COLUMBIA, S.C. — On average, January is the coldest month of the winter in the Midlands, so it's no surprise to have a handful of chilly days through the month. January 2021 ended with temperatures close to the 30-year climatological January average. The average high for January 2021 was 56° and the average low was 36°, which is actually a touch warmer than the historical average morning low of 34°.
By the numbers
Despite near average temperatures, January 2021 trended rainier than average. The gloomy weather could be one reason why last month felt cooler. January 2021 recorded 5.32" of rain which is nearly an inch and a half above the average 3.58". More than half of January 2021 was rainy. The Columbia Airport reported 16 days with rain.
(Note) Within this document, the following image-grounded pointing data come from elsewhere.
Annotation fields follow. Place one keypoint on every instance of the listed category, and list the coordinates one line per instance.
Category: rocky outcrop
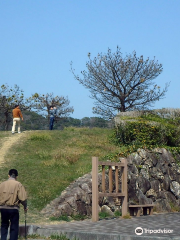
(153, 177)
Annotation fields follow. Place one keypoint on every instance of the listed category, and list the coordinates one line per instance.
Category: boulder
(153, 177)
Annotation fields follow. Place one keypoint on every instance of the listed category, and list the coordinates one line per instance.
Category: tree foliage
(9, 97)
(42, 103)
(120, 84)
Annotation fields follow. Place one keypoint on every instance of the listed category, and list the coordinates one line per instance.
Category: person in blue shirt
(52, 114)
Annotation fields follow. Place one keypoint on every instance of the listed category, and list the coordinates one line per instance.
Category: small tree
(43, 102)
(121, 84)
(9, 97)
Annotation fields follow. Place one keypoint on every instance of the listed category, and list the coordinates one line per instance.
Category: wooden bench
(137, 209)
Although January 2021 ran close to the climatological average temperatures, it was much colder than January 2020, which ranked 17th warmest on record in Columbia. The average afternoon in January 2020 was in the low 60s and the morning lows were in the 40s, about 5 degrees above average. In January 2021 there was only one day in the 70s, but Columbia reported 6 days in the 70s in January 2020.
According to the Garden
In the garden, plants are growing slower than last January but are green and healthy of the lack of extreme cold. The historical average coldest morning in Columbia is 16 degrees, but the past 3 winters haven't dropped below 20°. While 20 degrees sounds cold, it's mild enough for winter crops to thrive.
In Gandy's Garden, our parsley plants look just as full this year as they did in 2020. That's because the parsley was planted in autumn, which was milder than the previous season. Although this winter is trending cooler than last winter, the lack of deep freezes so far is keeping everything green. The spinach seedlings planted in early January are slower to emerge this year than last year because this January was not as warm. Last year the spinach was on their second set of leaves by early February, but this year the seedlings are just beginning to sprout.
Meanwhile, the banana plants - which are frost sensitive - are pushing out new growth as we enter into February. This isn't unusual during a mild winter, but is an indication that temperatures are running unusually warm.